La paralisi cerebrale è la causa più comune di disabilità fisica durante la fase infantile nella maggior parte dei Paesi, colpendo circa 17 milioni di persone in tutto il mondo. 

Alcuni segni e sintomi che potrebbero presentarsi nei bambini di età inferiore ai 6 mesi sono:

  • Quando il bambino viene sollevato mentre è in posizione supina, non riesce tenere la testa in alto.
  • Quando il bambino viene raccolto, le gambe diventano rigide o incrociate.
  • Il bambino si sente rigido (ipertonico) o flaccido (ipotonico).
  • Mentre viene tenuto in braccio, il bambino può estendere troppo la schiena e il collo come se si stessero allontanando.
  • Il bambino ha i pollici corticali (il che significa che i pollici sono costantemente piegati verso il centro del palmo).

Segni e sintomi di paralisi cerebrale nei bambini di età superiore ai 6 mesi oltre a quelli precedentemente elencati:

  • Il bambino non si capovolge in nessuna delle due direzioni.
  • Il bambino fa fatica a unire le mani.
  • Il bambino sviluppa la capacità di usare la mano destra o sinistra prima del normale (ad esempio, si allungano con una mano solo tenendo l’altra chiusa a pugno).
  • Il bambino fatica a portare le mani alla bocca.

Generalmente, la paralisi cerebrale provoca movimenti alterati associati a riflessi anormali, flaccidità o rigidità degli arti e del tronco, postura anormale, movimenti involontari, deambulazione instabile e/o una combinazione di questi. La paralisi cerebrale può portare a problemi di deglutizione e squilibri del muscolo oculare, in cui gli occhi non si concentrano sullo stesso oggetto. Le persone affette da questa patologia potrebbero anche avere una ridotta gamma di movimento a diverse articolazioni a causa della rigidità muscolare. 

Le cause associate alle lesioni cerebrali o delle malformazioni acquisite durante i periodi prenatale, perinatale o postnatale comprendono:

  • traumi,
  • emorragie,
  • ictus,
  • ipossia-ischemia
  • infezioni.

Inoltre, è importante tenere conto che le varianti genetiche possono svolgere un ruolo importante nella patogenesi della PC.

bambino con paresi cerebrale

In termini di manifestazioni cliniche, gli individui con la forma più lieve di PC sono in grado di camminare, correre e saltare, anche se in misura minore rispetto agli individui con sviluppo tipico. Gli individui con forme più gravi di PC non sono in grado di deambulare, neanche con l’aiuto di assistenza.

Il disturbo è anche classificato in sottotipi clinici in base agli arti e ai lati interessati. Ad esempio, se è interessato un solo lato del corpo si parla di PC unilaterale o emiplegica, le estremità inferiori sono principalmente colpite in soggetti con PC bilaterale o diplegica e le estremità superiori e inferiori sono colpite principalmente in soggetti con PC tetraplegica o quadriplegica.

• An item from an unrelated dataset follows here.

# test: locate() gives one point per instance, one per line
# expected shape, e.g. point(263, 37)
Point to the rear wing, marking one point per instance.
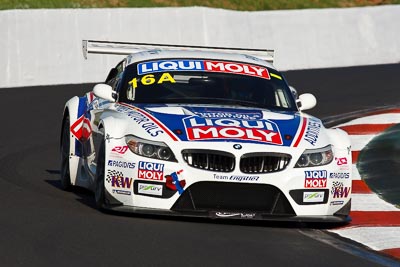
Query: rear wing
point(122, 48)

Interazioni osseo-muscolari

A questo punto è importante capire i tipi di interazione che sono presenti a livello muscolare-osseo nei malati di PC.

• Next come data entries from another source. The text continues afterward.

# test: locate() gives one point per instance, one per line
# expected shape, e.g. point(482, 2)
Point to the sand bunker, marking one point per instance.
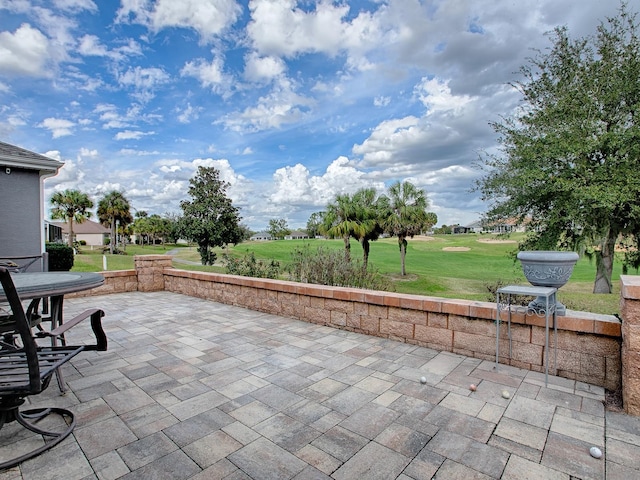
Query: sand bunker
point(494, 240)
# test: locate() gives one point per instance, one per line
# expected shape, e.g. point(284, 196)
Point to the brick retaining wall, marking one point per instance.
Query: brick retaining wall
point(589, 345)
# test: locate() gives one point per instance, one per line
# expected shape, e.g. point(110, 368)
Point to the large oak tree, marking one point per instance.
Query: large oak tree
point(570, 157)
point(209, 219)
point(71, 206)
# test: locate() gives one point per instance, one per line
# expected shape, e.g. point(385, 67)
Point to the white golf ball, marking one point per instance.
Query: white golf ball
point(595, 452)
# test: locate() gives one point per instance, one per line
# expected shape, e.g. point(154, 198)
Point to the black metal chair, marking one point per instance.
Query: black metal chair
point(26, 368)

Il muscolo scheletrico e l’osso sono tessuti chiave nel corpo ed hanno ruoli indipendenti e complementari.

  • Il muscolo scheletrico funge da serbatoio per aminoacidi e carboidrati;
  • l’osso funge da serbatoio per il calcio e altri micronutrienti.

Insieme, muscoli e ossa sono necessari per:

  • il movimento fisico,
  • la protezione degli organi vitali
  • la regolazione dell’attività metabolica.

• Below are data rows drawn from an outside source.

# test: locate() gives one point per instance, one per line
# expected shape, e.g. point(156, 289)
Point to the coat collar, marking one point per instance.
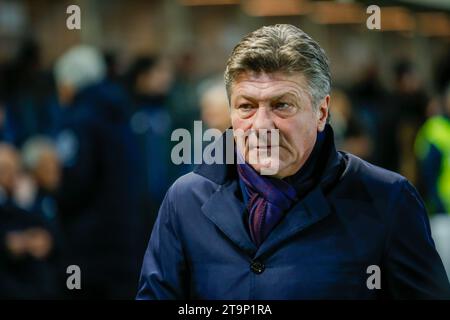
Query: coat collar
point(226, 210)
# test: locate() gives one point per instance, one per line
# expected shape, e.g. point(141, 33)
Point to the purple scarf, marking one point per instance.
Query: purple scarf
point(269, 198)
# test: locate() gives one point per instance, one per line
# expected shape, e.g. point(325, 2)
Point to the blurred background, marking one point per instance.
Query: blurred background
point(86, 117)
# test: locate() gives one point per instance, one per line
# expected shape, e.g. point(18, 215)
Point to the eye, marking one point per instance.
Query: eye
point(245, 107)
point(282, 106)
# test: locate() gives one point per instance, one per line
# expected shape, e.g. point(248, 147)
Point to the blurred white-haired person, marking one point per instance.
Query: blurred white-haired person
point(77, 69)
point(40, 159)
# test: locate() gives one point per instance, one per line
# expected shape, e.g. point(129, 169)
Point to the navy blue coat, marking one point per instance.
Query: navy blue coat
point(200, 248)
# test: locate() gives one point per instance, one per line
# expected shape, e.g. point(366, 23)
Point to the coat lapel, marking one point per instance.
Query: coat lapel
point(225, 210)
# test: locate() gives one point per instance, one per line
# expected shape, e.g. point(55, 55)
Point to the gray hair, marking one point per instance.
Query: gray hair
point(34, 148)
point(283, 48)
point(80, 67)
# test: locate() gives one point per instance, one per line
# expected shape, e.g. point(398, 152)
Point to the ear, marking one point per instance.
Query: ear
point(322, 113)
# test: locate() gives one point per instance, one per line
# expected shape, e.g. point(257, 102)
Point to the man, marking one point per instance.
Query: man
point(314, 228)
point(40, 159)
point(29, 253)
point(97, 199)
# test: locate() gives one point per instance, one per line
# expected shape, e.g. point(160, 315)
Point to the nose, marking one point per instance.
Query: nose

Il basso livello della funzione motoria nei soggetti con PC è correlato alla loro scarsa prestazione muscolare.

La debolezza muscolare è un segno distintivo di PC, questa si manifesta maggiormente nelle alte velocità concentriche e nei bambini non ambulatoriali con le forme di disturbo più gravi. Ad esempio, contrazioni isometriche massime volontarie inferiori del 56% per le forze degli estensori del ginocchio e del 73% inferiori per i riflessi plantari sono state riportate nei bambini con PC diplegico. Inoltre, il deficit di forza è più concreto distalmente che prossimalmente e può diventare progressivamente più pronunciato con l’età durante l’infanzia e l’adolescenza.

Il deficit nelle prestazioni muscolari nei soggetti con PC non si limita alla forza muscolare: anche la potenza muscolare e il tasso di sviluppo della forza sono carenti dove il livello di carenza è persino maggiore di quello della forza muscolare.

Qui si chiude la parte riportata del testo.